Article

New 28% GST on Online Gaming in India: What You Need to Know

date 29  September,  2023
time 2 mins read

A Major Shift in the Gaming Sector Starting from October 1, online gaming in India will significantly change its taxation structure. The Central Board of Indirect Taxes and Customs (CBIC) has announced the imposition of a 28% Goods and Services Tax (GST) on online gaming, following recent changes to the GST regulations.

Amendments Passed by Lok Sabha

On August 11, in its final monsoon session, the Lok Sabha smoothly passed amendments to two pivotal GST laws: the Integrated Goods and Services Tax (Amendment) Bill, 2023, and the Central Goods and Services Tax (Amendment) Bill, 2023. These modifications primarily aim to incorporate a 28% GST rate on online gaming, casinos, and horse racing.

Reason for this Change

The central government believes these changes will bring much-needed transparency and clarity in the taxation process concerning supplies in casinos, horse racing, and online gaming. The Goods and Services Tax (GST) Council, in its 51st meeting on August 2, resolved to fast-track the necessary legislative amendments.

Key Provisions Introduced 

To ensure strict adherence to these new tax rules, the GST Council has recommended the addition of certain provisions in the IGST Act, 2017. These crucial provisions will oversee the liability to pay GST on the supply of online money gaming from overseas suppliers to Indian consumers. They also address the necessary steps to block access to related information in instances of non-compliance.

How Will Gaming Transactions Be Taxed? 

It’s essential to understand the valuation method introduced. The GST Council suggests that the valuation of online gaming and actionable claims in casinos should focus on the amount either paid or payable to the provider by or on behalf of the player. Importantly, this valuation won’t include the sum placed in games or bets using prior winnings.

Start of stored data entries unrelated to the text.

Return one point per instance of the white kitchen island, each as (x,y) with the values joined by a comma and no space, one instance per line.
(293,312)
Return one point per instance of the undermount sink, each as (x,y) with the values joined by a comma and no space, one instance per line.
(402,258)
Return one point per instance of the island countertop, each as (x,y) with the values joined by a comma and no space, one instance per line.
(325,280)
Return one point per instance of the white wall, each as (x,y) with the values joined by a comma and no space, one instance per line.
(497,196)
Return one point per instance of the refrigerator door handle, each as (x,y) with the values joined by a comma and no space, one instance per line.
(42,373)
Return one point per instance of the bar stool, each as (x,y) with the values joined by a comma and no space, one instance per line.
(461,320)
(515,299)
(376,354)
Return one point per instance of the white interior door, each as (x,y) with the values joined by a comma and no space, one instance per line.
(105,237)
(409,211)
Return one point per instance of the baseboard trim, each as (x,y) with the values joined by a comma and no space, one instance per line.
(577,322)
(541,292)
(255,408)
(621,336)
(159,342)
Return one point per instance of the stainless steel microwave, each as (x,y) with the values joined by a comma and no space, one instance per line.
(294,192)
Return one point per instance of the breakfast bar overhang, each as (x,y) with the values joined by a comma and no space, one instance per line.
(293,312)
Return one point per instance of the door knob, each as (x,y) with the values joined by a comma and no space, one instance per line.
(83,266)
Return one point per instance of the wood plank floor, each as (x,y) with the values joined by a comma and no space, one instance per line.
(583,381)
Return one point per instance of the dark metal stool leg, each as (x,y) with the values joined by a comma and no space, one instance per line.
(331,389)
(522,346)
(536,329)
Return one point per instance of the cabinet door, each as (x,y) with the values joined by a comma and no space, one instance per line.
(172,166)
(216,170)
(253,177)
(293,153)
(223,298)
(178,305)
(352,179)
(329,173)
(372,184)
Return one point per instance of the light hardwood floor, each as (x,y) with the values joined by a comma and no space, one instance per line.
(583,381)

Uniform Taxation Framework

During its 50th meeting on July 11, the GST Council had already suggested a 28% GST rate on the full-face value for Casinos, Horse Racing, and Online Gaming. This rate would stand regardless of the nature of these activities, whether skill-based or chance-based. The recent GST law amendments aim to introduce a consistent tax framework for these sectors and clear any previous ambiguities.

Conclusion

With these changes on the horizon, the online gaming sector in India is about to experience a paradigm shift. Stakeholders, players, and suppliers need to stay informed and adapt to these new tax structures, ensuring compliance and understanding the broader implications of this revised GST framework.